Quoting Eric W. Biederman ([email protected]):
> "Serge E. Hallyn" <[email protected]> writes:
>
> > Quoting Eric W. Biederman ([email protected]):
> >> Dave Hansen <[email protected]> writes:
> >>
> >> > On Thu, 2006-07-13 at 12:14 -0600, Eric W. Biederman wrote:
> >> >> Maybe. I really think the sane semantics are in a different uid namespace.
> >> >> So you can't assumes uids are the same. Otherwise you can't handle open
> >> >> file descriptors or files passed through unix domain sockets.
> >> >
> >> > Eric, could you explain this a little bit more? I'm not sure I
> >> > understand the details of why this is a problem?
> >>
> >> Very simply.
> >>
> >> In the presence of a user namespace.
> >> All comparisons of a user equality need to be of the tuple (user namespace,
> > user id).
> >> Any comparison that does not do that is an optimization.
> >>
> >> Because you can have access to files created in another user namespace it
> >> is very unlikely that optimization will apply very frequently. The easy
> > scenario
> >> to get access to a file descriptor from another context is to consider unix
> >> domain sockets.
> >
> > What does that have to do with uids? If you receive an fd, uids don't
> > matter in any case.
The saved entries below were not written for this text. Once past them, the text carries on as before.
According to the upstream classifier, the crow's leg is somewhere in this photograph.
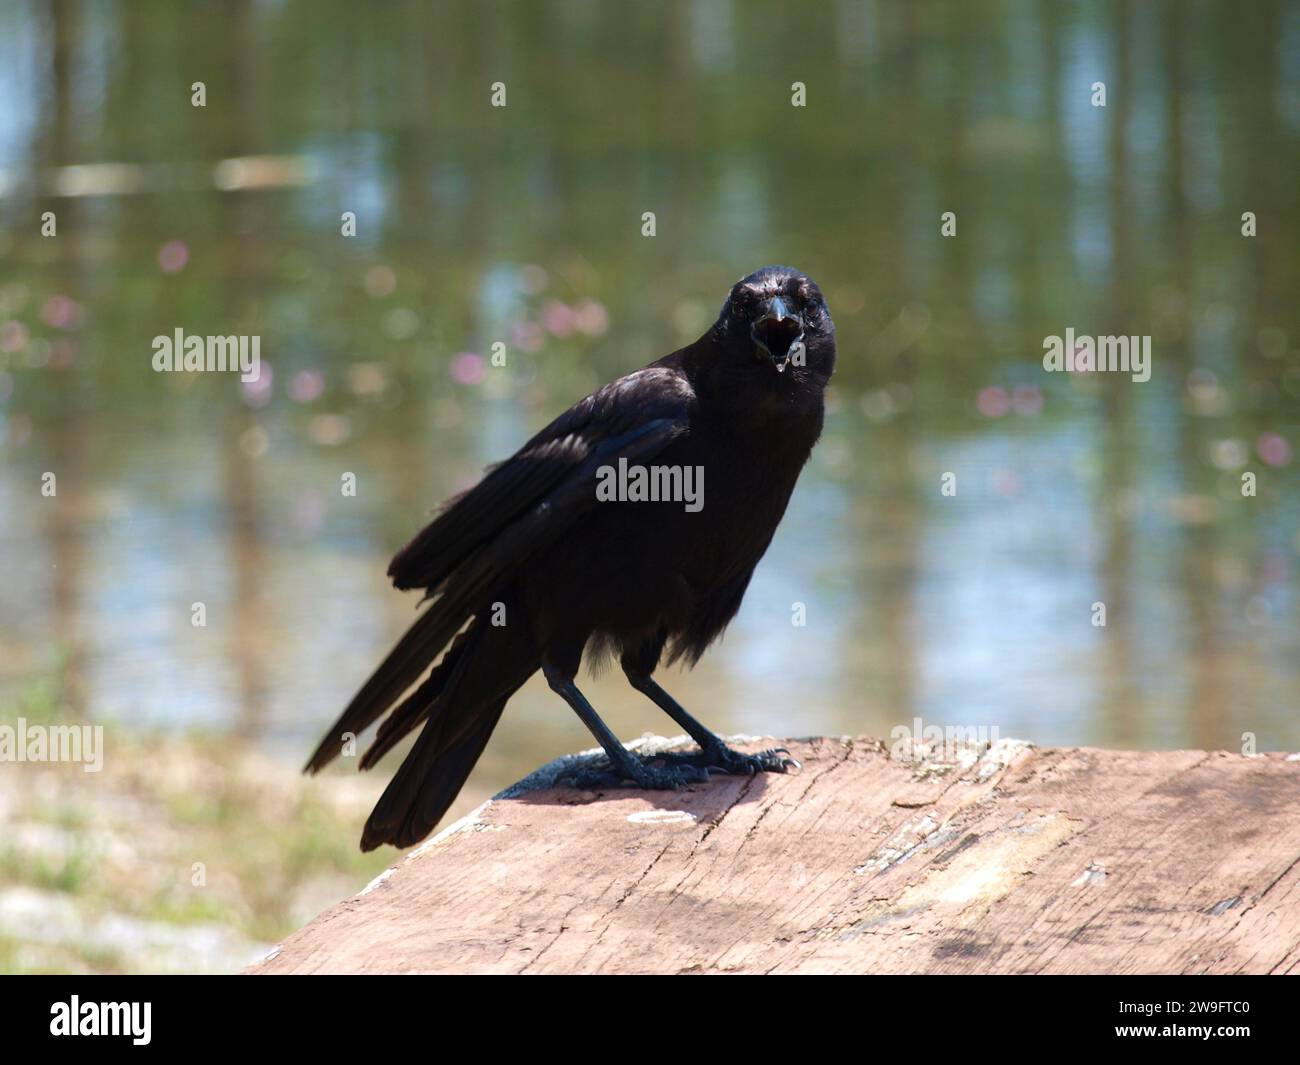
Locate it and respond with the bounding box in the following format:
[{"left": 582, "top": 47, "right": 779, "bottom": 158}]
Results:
[
  {"left": 620, "top": 648, "right": 799, "bottom": 776},
  {"left": 541, "top": 657, "right": 707, "bottom": 790}
]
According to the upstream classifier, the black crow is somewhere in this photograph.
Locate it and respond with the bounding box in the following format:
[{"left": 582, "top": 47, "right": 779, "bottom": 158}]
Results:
[{"left": 306, "top": 265, "right": 836, "bottom": 850}]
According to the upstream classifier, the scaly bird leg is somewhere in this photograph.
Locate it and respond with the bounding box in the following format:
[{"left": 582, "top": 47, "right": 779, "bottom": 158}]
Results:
[
  {"left": 624, "top": 670, "right": 800, "bottom": 775},
  {"left": 542, "top": 662, "right": 708, "bottom": 790}
]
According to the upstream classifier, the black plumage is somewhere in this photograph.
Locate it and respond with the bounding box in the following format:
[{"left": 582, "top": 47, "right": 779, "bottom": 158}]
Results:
[{"left": 306, "top": 265, "right": 836, "bottom": 850}]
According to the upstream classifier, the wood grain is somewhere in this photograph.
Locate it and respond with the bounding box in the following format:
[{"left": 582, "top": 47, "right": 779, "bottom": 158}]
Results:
[{"left": 246, "top": 737, "right": 1300, "bottom": 974}]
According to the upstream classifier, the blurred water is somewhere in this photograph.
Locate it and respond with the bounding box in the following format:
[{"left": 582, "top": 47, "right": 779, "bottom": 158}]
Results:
[{"left": 0, "top": 0, "right": 1297, "bottom": 796}]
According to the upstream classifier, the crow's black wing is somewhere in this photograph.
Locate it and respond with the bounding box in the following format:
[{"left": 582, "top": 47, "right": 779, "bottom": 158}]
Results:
[{"left": 387, "top": 365, "right": 694, "bottom": 592}]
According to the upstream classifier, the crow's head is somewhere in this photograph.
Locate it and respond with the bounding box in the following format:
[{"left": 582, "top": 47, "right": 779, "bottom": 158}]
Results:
[{"left": 719, "top": 265, "right": 835, "bottom": 379}]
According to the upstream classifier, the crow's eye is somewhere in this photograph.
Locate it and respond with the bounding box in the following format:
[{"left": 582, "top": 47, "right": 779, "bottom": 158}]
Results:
[{"left": 731, "top": 290, "right": 756, "bottom": 318}]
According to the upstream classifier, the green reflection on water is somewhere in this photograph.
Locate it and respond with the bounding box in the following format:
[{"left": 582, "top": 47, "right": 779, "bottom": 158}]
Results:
[{"left": 0, "top": 1, "right": 1297, "bottom": 797}]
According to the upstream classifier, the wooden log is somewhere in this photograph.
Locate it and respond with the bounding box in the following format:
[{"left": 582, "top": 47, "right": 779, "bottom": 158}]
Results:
[{"left": 246, "top": 735, "right": 1300, "bottom": 974}]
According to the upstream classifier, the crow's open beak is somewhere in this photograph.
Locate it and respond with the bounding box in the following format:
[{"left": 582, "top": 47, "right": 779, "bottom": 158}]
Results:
[{"left": 750, "top": 296, "right": 804, "bottom": 373}]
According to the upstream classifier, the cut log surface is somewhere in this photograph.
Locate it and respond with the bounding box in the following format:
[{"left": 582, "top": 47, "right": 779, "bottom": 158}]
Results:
[{"left": 247, "top": 735, "right": 1300, "bottom": 974}]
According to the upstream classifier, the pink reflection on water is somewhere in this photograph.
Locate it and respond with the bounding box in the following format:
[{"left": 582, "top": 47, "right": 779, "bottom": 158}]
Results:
[
  {"left": 158, "top": 240, "right": 189, "bottom": 273},
  {"left": 511, "top": 321, "right": 545, "bottom": 353},
  {"left": 450, "top": 352, "right": 485, "bottom": 385},
  {"left": 289, "top": 369, "right": 325, "bottom": 403},
  {"left": 541, "top": 300, "right": 577, "bottom": 337},
  {"left": 574, "top": 298, "right": 609, "bottom": 336},
  {"left": 1256, "top": 432, "right": 1291, "bottom": 467},
  {"left": 0, "top": 320, "right": 28, "bottom": 352},
  {"left": 42, "top": 295, "right": 82, "bottom": 330},
  {"left": 1012, "top": 384, "right": 1043, "bottom": 415},
  {"left": 977, "top": 385, "right": 1010, "bottom": 417},
  {"left": 242, "top": 361, "right": 273, "bottom": 407}
]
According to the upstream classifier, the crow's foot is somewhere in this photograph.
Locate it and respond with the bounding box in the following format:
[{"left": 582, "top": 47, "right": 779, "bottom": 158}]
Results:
[
  {"left": 566, "top": 756, "right": 709, "bottom": 792},
  {"left": 652, "top": 743, "right": 800, "bottom": 776}
]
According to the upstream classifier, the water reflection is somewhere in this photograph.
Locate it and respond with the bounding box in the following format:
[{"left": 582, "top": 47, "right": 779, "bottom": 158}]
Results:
[{"left": 0, "top": 1, "right": 1296, "bottom": 799}]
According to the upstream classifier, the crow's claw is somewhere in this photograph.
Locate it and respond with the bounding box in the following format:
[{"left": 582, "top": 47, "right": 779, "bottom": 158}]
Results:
[{"left": 651, "top": 744, "right": 800, "bottom": 777}]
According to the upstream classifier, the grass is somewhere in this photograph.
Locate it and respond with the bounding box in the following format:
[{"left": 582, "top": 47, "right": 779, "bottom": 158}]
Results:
[{"left": 0, "top": 672, "right": 394, "bottom": 973}]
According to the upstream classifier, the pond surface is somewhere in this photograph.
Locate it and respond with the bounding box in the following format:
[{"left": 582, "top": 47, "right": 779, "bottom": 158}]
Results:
[{"left": 1, "top": 2, "right": 1297, "bottom": 797}]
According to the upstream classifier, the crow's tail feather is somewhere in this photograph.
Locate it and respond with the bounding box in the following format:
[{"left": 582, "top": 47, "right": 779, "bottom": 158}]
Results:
[
  {"left": 359, "top": 618, "right": 540, "bottom": 851},
  {"left": 357, "top": 622, "right": 480, "bottom": 771},
  {"left": 304, "top": 604, "right": 471, "bottom": 775},
  {"left": 358, "top": 694, "right": 511, "bottom": 851}
]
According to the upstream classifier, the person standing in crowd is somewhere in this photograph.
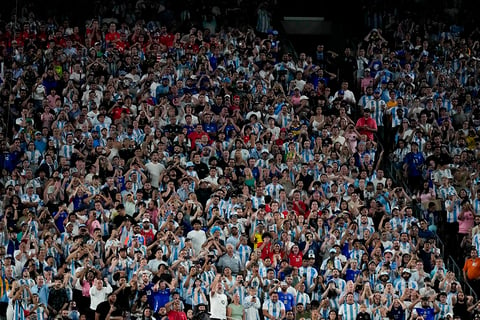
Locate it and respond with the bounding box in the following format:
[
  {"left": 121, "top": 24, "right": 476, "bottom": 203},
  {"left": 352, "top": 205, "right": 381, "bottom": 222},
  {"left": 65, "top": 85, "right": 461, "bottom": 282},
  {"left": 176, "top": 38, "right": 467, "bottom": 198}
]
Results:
[
  {"left": 209, "top": 274, "right": 228, "bottom": 320},
  {"left": 463, "top": 248, "right": 480, "bottom": 296},
  {"left": 355, "top": 108, "right": 377, "bottom": 141},
  {"left": 1, "top": 2, "right": 480, "bottom": 320}
]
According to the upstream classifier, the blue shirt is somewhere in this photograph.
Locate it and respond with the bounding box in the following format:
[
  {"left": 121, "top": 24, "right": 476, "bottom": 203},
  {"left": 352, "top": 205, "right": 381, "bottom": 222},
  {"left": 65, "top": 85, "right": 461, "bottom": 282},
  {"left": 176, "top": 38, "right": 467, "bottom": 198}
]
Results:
[
  {"left": 34, "top": 139, "right": 47, "bottom": 154},
  {"left": 150, "top": 287, "right": 170, "bottom": 313},
  {"left": 278, "top": 291, "right": 295, "bottom": 311},
  {"left": 403, "top": 151, "right": 425, "bottom": 177},
  {"left": 415, "top": 307, "right": 435, "bottom": 320},
  {"left": 203, "top": 122, "right": 218, "bottom": 135},
  {"left": 53, "top": 210, "right": 68, "bottom": 233}
]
The only permission checks which happen are LSM
> > hooks, which should be uid-agnostic.
>
> You are guest uid 0. You get a directory file descriptor from another namespace.
> You call fchdir.
>
> If you permission checks are not (user namespace, uid) what can't you do?
File descripters can only be passed over a unix socket, right?
So this seems to fall into the same "userspace should set things up
sanely" argument you've brought up before.
Don't get me wrong though - the idea of using in-kernel keys as
cross-namespace uid's is definately interesting.